Get in sync with suppliers

Business-to-business dependencies create the opportunity for great benefits. But if a disaster strikes any company in the supply chain, the risks to all are equally great.

At Ryder System, customers routinely vet their supply chain partners to ensure that they meet minimum standards for robustness and security. "If they can't make the cut, we won't do business with them," says Chuck Lounsbury, senior vice president of sales and marketing at the Miami-based transportation, logistics and supply chain management services company. "We don't want to jeopardize the capabilities of all the other companies involved."

"It is a matter of working together," adds Richard Arns, executive director of the 'Chicago Research & Planning Group', which spun off a post-Sept. 11 effort called the Security Board. A key lesson from the terrorist attacks, he says, is that organizations should enlarge their circle of preparedness.

But that message may not be getting through. One survey conducted last year showed a sharp increase in the number of companies with crisis plans, drills or simulations. Yet only about a third of those companies reported having ongoing and backup emergency communications plans with their suppliers.

To make their operations truly disaster-resistant, IT managers should determine if business partners are ready to handle a disaster, experts say. Then they must work closely with those suppliers to achieve parity in their disaster recovery efforts and get their recovery times in sync. Here are some more tips:

TIP: Tighten SLA language

A good starting point, says Roberta J. Witty, an analyst at Gartner, is the language of the service-level agreement. SLAs are normally applied to IT providers but also offer a framework for talking about critical IT support from partners. But that's only the beginning. Witty says IT managers should conduct an internal inventory assessment to determine which points outside the enterprise are critical to a company's functions. They should then extend the process to suppliers.

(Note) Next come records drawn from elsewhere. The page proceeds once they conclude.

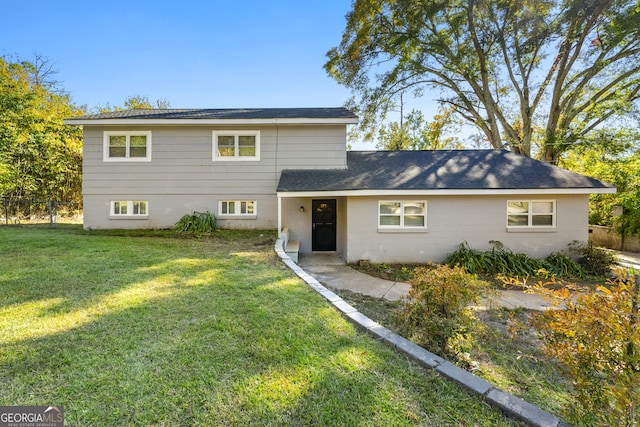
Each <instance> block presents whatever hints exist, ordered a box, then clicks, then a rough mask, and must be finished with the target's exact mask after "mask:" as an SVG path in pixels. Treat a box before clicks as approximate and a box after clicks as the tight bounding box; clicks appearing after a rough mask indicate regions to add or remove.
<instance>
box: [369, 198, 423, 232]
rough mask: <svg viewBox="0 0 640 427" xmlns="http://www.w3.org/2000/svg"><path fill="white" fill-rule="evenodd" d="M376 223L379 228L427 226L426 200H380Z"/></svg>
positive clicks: (419, 227)
mask: <svg viewBox="0 0 640 427" xmlns="http://www.w3.org/2000/svg"><path fill="white" fill-rule="evenodd" d="M378 225H379V226H380V228H405V229H424V228H427V202H426V201H419V200H408V201H395V200H394V201H387V200H381V201H380V202H379V204H378Z"/></svg>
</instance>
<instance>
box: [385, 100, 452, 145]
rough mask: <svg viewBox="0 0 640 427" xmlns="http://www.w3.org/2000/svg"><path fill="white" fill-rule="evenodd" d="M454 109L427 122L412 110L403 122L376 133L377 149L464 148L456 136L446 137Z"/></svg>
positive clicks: (423, 117)
mask: <svg viewBox="0 0 640 427" xmlns="http://www.w3.org/2000/svg"><path fill="white" fill-rule="evenodd" d="M453 113H454V109H452V108H449V109H447V110H444V109H441V111H440V112H439V113H438V114H437V115H436V116H435V117H434V119H433V121H431V122H427V121H425V119H424V116H423V115H422V113H421V112H420V111H418V110H412V111H411V112H410V113H409V114H407V116H406V117H403V120H402V121H401V122H400V123H398V122H392V123H389V124H388V125H386V126H382V127H381V128H380V129H379V131H378V148H379V149H382V150H446V149H454V148H455V149H460V148H464V146H463V145H462V143H461V142H460V139H459V138H458V137H456V136H446V135H445V132H446V131H447V129H448V128H450V127H452V126H453V123H452V120H453V119H452V115H453Z"/></svg>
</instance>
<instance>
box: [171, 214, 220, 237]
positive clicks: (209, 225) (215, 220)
mask: <svg viewBox="0 0 640 427" xmlns="http://www.w3.org/2000/svg"><path fill="white" fill-rule="evenodd" d="M216 223H217V221H216V216H215V215H214V214H212V213H211V212H209V211H207V212H193V213H192V214H190V215H189V214H187V215H185V216H183V217H182V218H180V220H179V221H178V222H176V225H175V227H174V228H175V230H176V231H177V232H178V233H192V234H194V235H196V236H200V235H203V234H206V233H213V232H214V231H215V229H216Z"/></svg>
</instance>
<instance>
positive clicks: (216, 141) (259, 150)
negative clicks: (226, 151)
mask: <svg viewBox="0 0 640 427" xmlns="http://www.w3.org/2000/svg"><path fill="white" fill-rule="evenodd" d="M229 135H231V136H234V137H235V156H233V157H231V156H218V136H229ZM239 136H254V137H255V138H256V155H255V156H240V150H239V148H238V137H239ZM212 140H213V143H212V145H213V153H212V160H213V161H214V162H257V161H260V131H259V130H224V131H221V130H214V131H213V132H212Z"/></svg>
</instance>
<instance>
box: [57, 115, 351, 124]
mask: <svg viewBox="0 0 640 427" xmlns="http://www.w3.org/2000/svg"><path fill="white" fill-rule="evenodd" d="M64 123H65V124H66V125H71V126H104V125H136V126H140V125H142V126H171V125H236V126H239V125H279V124H287V125H296V124H298V125H308V124H319V125H351V124H357V123H358V118H357V117H334V118H305V117H299V118H262V119H153V118H150V119H124V118H114V119H73V118H72V119H66V120H65V121H64Z"/></svg>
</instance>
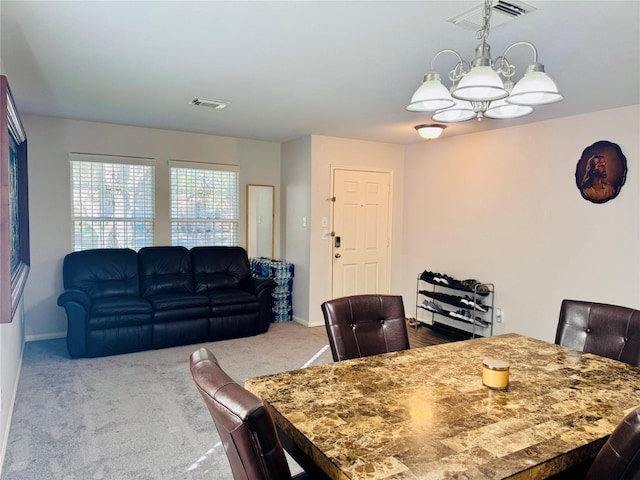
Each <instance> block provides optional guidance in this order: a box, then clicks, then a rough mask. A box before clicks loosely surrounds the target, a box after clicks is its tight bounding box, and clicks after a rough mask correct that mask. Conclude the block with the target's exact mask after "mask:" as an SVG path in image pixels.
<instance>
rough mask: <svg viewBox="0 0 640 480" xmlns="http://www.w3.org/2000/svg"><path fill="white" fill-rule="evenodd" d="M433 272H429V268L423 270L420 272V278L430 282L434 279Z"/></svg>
mask: <svg viewBox="0 0 640 480" xmlns="http://www.w3.org/2000/svg"><path fill="white" fill-rule="evenodd" d="M434 275H435V273H433V272H430V271H429V270H425V271H424V272H422V273H421V274H420V280H424V281H425V282H432V281H433V280H434V278H433V277H434Z"/></svg>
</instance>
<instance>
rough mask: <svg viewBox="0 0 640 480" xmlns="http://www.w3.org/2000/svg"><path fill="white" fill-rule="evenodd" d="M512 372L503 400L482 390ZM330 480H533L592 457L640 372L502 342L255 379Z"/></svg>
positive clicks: (488, 340) (521, 345)
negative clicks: (504, 479)
mask: <svg viewBox="0 0 640 480" xmlns="http://www.w3.org/2000/svg"><path fill="white" fill-rule="evenodd" d="M485 358H496V359H501V360H505V361H508V362H509V363H510V364H511V367H510V381H509V388H508V390H507V391H498V390H491V389H488V388H487V387H485V386H484V385H483V384H482V362H483V359H485ZM245 386H246V388H247V389H248V390H250V391H252V392H253V393H254V394H256V395H258V396H259V397H261V398H262V399H263V400H264V402H265V405H266V407H267V409H268V410H269V411H270V412H271V414H272V416H273V417H274V421H275V423H276V425H277V426H278V427H279V428H280V429H281V430H282V432H284V434H285V435H287V436H289V437H290V439H291V440H292V441H293V442H294V443H295V444H296V446H297V447H298V448H299V449H301V450H302V451H303V452H304V453H305V454H306V455H307V456H308V457H310V458H311V459H312V460H313V462H314V463H316V464H317V465H318V466H319V467H320V468H321V469H322V470H323V471H324V472H326V473H327V474H328V476H329V477H330V478H333V479H370V480H377V479H394V480H409V479H455V478H464V479H502V478H518V479H534V478H536V479H537V478H546V477H547V476H549V475H552V474H554V473H557V472H559V471H562V470H564V469H566V468H569V467H570V466H572V465H575V464H578V463H580V462H581V461H583V460H585V459H589V458H593V457H595V455H596V454H597V452H598V450H599V449H600V447H601V446H602V445H603V444H604V442H605V441H606V438H607V437H608V435H609V434H610V433H611V432H612V431H613V429H614V428H615V427H616V426H617V425H618V423H619V422H620V421H621V420H622V418H623V417H624V415H625V414H626V413H628V412H629V411H631V410H632V409H633V408H635V407H637V406H639V405H640V369H638V368H636V367H632V366H630V365H627V364H625V363H622V362H618V361H615V360H610V359H608V358H604V357H600V356H597V355H593V354H586V353H582V352H577V351H574V350H570V349H567V348H565V347H562V346H559V345H554V344H551V343H547V342H544V341H541V340H536V339H532V338H528V337H524V336H521V335H517V334H506V335H499V336H495V337H488V338H480V339H474V340H466V341H461V342H455V343H448V344H443V345H436V346H428V347H423V348H415V349H411V350H406V351H403V352H395V353H389V354H383V355H376V356H372V357H366V358H360V359H355V360H346V361H342V362H335V363H332V364H327V365H321V366H317V367H310V368H306V369H301V370H293V371H289V372H283V373H278V374H274V375H267V376H262V377H256V378H251V379H249V380H247V382H246V383H245Z"/></svg>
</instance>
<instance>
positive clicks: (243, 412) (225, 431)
mask: <svg viewBox="0 0 640 480" xmlns="http://www.w3.org/2000/svg"><path fill="white" fill-rule="evenodd" d="M190 368H191V375H192V376H193V380H194V381H195V383H196V386H197V388H198V391H199V392H200V395H202V398H203V399H204V402H205V403H206V405H207V408H208V409H209V413H210V414H211V418H213V422H214V424H215V426H216V428H217V430H218V434H219V435H220V439H221V440H222V444H223V446H224V450H225V452H226V454H227V458H228V460H229V464H230V465H231V471H232V473H233V478H234V479H235V480H274V479H287V478H292V477H291V471H290V469H289V465H288V463H287V459H286V457H285V455H284V450H283V449H282V444H281V443H280V440H279V438H278V434H277V433H276V428H275V425H274V423H273V419H272V418H271V416H270V415H269V412H268V411H267V410H266V409H265V408H264V405H263V403H262V400H260V399H259V398H258V397H256V396H255V395H253V394H252V393H251V392H249V391H248V390H246V389H245V388H243V387H241V386H240V385H238V384H237V383H236V382H234V381H233V380H232V379H231V378H230V377H229V376H228V375H227V374H226V373H225V372H224V371H223V370H222V368H220V365H219V364H218V360H217V359H216V357H215V356H214V355H213V353H211V352H210V351H209V350H207V349H206V348H200V349H198V350H196V351H195V352H193V353H192V354H191V357H190ZM293 478H295V479H306V478H308V477H307V475H306V474H304V473H303V474H299V475H296V476H295V477H293Z"/></svg>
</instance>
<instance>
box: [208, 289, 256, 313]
mask: <svg viewBox="0 0 640 480" xmlns="http://www.w3.org/2000/svg"><path fill="white" fill-rule="evenodd" d="M206 295H207V298H208V299H209V303H210V304H211V307H212V308H213V307H219V306H223V305H239V304H254V303H255V304H256V305H257V304H258V297H256V296H255V295H253V294H252V293H248V292H244V291H242V290H238V289H233V288H221V289H218V290H212V291H210V292H207V293H206Z"/></svg>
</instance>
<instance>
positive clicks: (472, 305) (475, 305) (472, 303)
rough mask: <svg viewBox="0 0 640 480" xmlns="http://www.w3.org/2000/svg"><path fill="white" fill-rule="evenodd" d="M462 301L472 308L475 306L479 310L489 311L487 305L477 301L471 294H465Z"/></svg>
mask: <svg viewBox="0 0 640 480" xmlns="http://www.w3.org/2000/svg"><path fill="white" fill-rule="evenodd" d="M460 301H461V302H462V303H463V304H465V305H468V306H469V307H471V308H473V307H475V309H476V310H478V311H479V312H483V313H486V312H487V307H486V306H485V305H483V304H482V303H481V302H476V301H475V300H474V299H473V298H471V297H469V295H465V296H464V297H463V298H461V299H460Z"/></svg>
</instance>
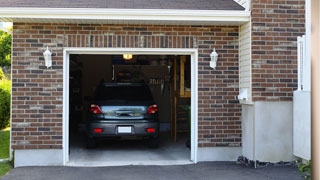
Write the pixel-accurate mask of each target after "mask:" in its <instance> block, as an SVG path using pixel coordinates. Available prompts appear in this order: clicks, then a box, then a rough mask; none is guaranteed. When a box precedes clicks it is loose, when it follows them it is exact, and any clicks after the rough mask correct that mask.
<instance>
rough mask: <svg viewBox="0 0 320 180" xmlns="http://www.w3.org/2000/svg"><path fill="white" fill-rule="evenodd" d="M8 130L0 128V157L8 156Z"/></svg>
mask: <svg viewBox="0 0 320 180" xmlns="http://www.w3.org/2000/svg"><path fill="white" fill-rule="evenodd" d="M9 143H10V130H9V128H7V129H4V130H0V159H6V158H9Z"/></svg>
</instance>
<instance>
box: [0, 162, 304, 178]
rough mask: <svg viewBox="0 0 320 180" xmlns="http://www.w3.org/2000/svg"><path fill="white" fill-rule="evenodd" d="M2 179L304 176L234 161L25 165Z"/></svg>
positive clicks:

"Have a conversation with them about what the risks are within their own supply chain," she says. "You are outsourcing functions; maybe they are, too." It may be worthwhile to line up backup suppliers for your outsourced services so you have more redundancy -- and encourage partners to do the same, says Witty. In any case, at each step in the supply chain -- including with your internal operations, your outsourcers, your suppliers and their outsourcers and suppliers -- there needs to be a credible recovery plan, she says, "or their disaster will become yours."

And nothing beats testing. Whenever possible, it's a good idea to include partners in your own tests and vice versa, Witty says.

TIP: Test ERP connections

Jim Grogan, vice president of alliances at SunGard Data Systems, says he's seeing more clients embrace the ideal of the real-time enterprise. And enterprise applications, such as ERP software, that support that vision almost invariably have links outside the organization.

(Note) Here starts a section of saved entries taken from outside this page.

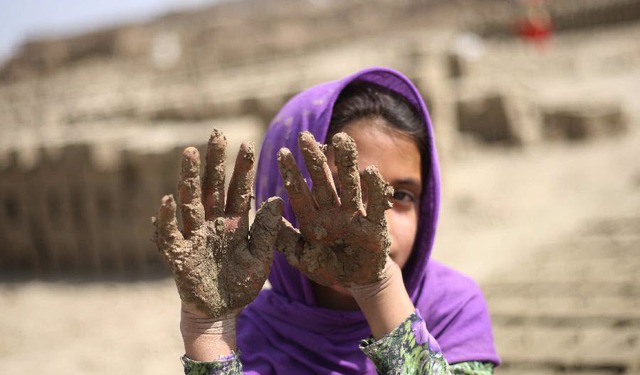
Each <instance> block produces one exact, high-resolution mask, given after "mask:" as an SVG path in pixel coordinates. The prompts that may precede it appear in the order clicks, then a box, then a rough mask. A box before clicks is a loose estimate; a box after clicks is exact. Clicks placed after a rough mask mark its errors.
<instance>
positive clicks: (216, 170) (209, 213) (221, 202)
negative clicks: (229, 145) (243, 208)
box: [202, 129, 227, 220]
mask: <svg viewBox="0 0 640 375" xmlns="http://www.w3.org/2000/svg"><path fill="white" fill-rule="evenodd" d="M226 160H227V139H226V138H225V136H224V135H223V134H222V132H221V131H219V130H218V129H213V131H212V132H211V136H210V137H209V144H208V146H207V160H206V163H205V166H204V177H203V178H202V195H203V199H202V202H203V204H204V209H205V218H206V219H207V220H211V219H212V218H214V217H218V216H223V215H224V169H225V168H224V163H225V161H226Z"/></svg>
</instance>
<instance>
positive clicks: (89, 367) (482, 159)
mask: <svg viewBox="0 0 640 375" xmlns="http://www.w3.org/2000/svg"><path fill="white" fill-rule="evenodd" d="M638 144H640V133H639V132H637V131H635V132H634V133H632V134H629V135H628V136H626V137H624V138H621V139H607V140H597V141H595V142H592V143H587V144H580V145H575V146H572V147H569V146H567V145H553V146H549V147H538V148H535V149H531V150H526V151H513V152H496V151H494V150H486V151H482V150H474V151H469V153H468V154H467V155H465V156H464V157H463V158H461V159H459V160H456V161H454V162H452V163H451V164H449V165H447V167H448V168H449V172H448V173H447V175H446V178H447V181H446V182H445V186H446V190H445V193H444V195H445V196H444V202H443V214H442V221H441V226H440V228H441V230H440V234H439V237H438V242H437V249H436V250H435V256H436V258H439V259H442V260H444V261H446V262H447V263H450V264H453V265H455V266H456V267H457V268H459V269H461V270H463V271H465V272H467V273H469V274H471V275H473V276H474V277H475V278H476V279H478V280H479V281H480V282H481V283H482V280H485V279H488V278H490V277H492V276H495V274H497V273H499V272H500V270H501V269H504V268H505V267H511V266H513V265H514V264H516V263H518V262H521V261H522V260H523V259H525V260H526V258H527V257H529V256H532V255H533V253H534V252H535V251H536V248H538V247H539V246H540V245H542V244H545V243H549V242H553V241H554V240H555V239H556V238H558V237H559V236H561V235H563V234H565V233H566V232H568V231H570V230H571V229H572V228H575V227H576V226H577V225H578V224H580V223H582V222H584V221H585V220H588V219H589V218H592V217H595V216H600V217H602V216H604V217H606V216H624V215H637V214H638V213H639V212H640V148H638V147H637V145H638ZM461 233H463V235H461ZM0 301H1V302H0V305H1V306H2V309H1V312H0V316H1V319H0V372H2V373H14V372H19V371H20V370H22V369H26V368H30V367H34V366H35V367H36V369H37V370H46V371H48V372H50V373H63V372H65V373H78V374H79V373H92V374H113V373H116V374H120V373H130V372H136V373H144V374H176V373H180V371H181V365H180V361H179V360H178V357H179V356H180V355H181V354H182V346H181V339H180V335H179V331H178V316H179V315H178V307H179V299H178V295H177V293H176V291H175V287H174V285H173V281H172V280H168V279H167V280H159V281H146V282H136V283H129V282H108V283H79V284H74V283H46V282H39V281H33V282H28V283H19V284H2V285H0Z"/></svg>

"We encourage (clients) to do an information-availability study of their trading partners and suppliers, even if they have to foot the bill," he says.

Most worrisome to Grogan is the fact that many organizations have entrusted key business processes to software -- to the point that unaided humans would have difficulty handling those functions on their own.

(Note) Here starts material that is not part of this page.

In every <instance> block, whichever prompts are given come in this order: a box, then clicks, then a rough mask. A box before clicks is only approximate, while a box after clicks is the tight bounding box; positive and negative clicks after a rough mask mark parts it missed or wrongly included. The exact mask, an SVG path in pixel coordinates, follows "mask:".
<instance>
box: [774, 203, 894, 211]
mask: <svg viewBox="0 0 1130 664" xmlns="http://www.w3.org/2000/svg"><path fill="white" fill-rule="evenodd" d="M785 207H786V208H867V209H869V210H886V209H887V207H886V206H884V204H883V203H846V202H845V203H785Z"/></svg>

"Even a few years ago, you could count on someone being able to get on the phone and fix things," he says. Likewise, Grogan notes, phone communication used to be planners' first priority. But not anymore. "Now, everyone tells us that the first thing they need to get back in business with partners is e-mail," he says.

At a granular level, Grogan says SunGard always looks for potential single points of failure within a supply chain, such as a server, switch or cable upon which many operations depend. Companies also need to coordinate their recovery plans because for many applications, particularly ERP, "systems are connected in real time with others that may have different recovery times or different recovery points, which can complicate efforts to get back to business," he says.

TIP: Secure partner communications

It's also important to look at the security of business partner communications because glitches in that area could precipitate a disaster. Nick Brigman, vice president of strategy at RedSiren, an IT security management firm, says it's important to understand whether you're connected to partners via a private network, a virtual private network or the Internet.

One of the best ways to enhance the security of that communication is to assign "least-privileged" accounts to partners that define the nature and even the volume of expected traffic, says Brigman. This not only eliminates potentially spurious communications, but it also provides a basis for detecting abnormal activities, he says.

Finally, John Jackson, vice president of IBM Business Continuity and Recovery Services, says business-to-business dependencies make it critical for companies to "get together and do a business impact analysis to determine how their individual recovery times could be made to mesh."

"In some cases, companies find that they are doing far more than their partners, and their partners either have to catch up, or they need to consider spending less, since they won't really get much benefit," he says.

Communication infrastructure is the key, Jackson adds. Partners, especially smaller ones, may not have the knowledge needed to ensure robust and resilient performance. And they may just need help to get there.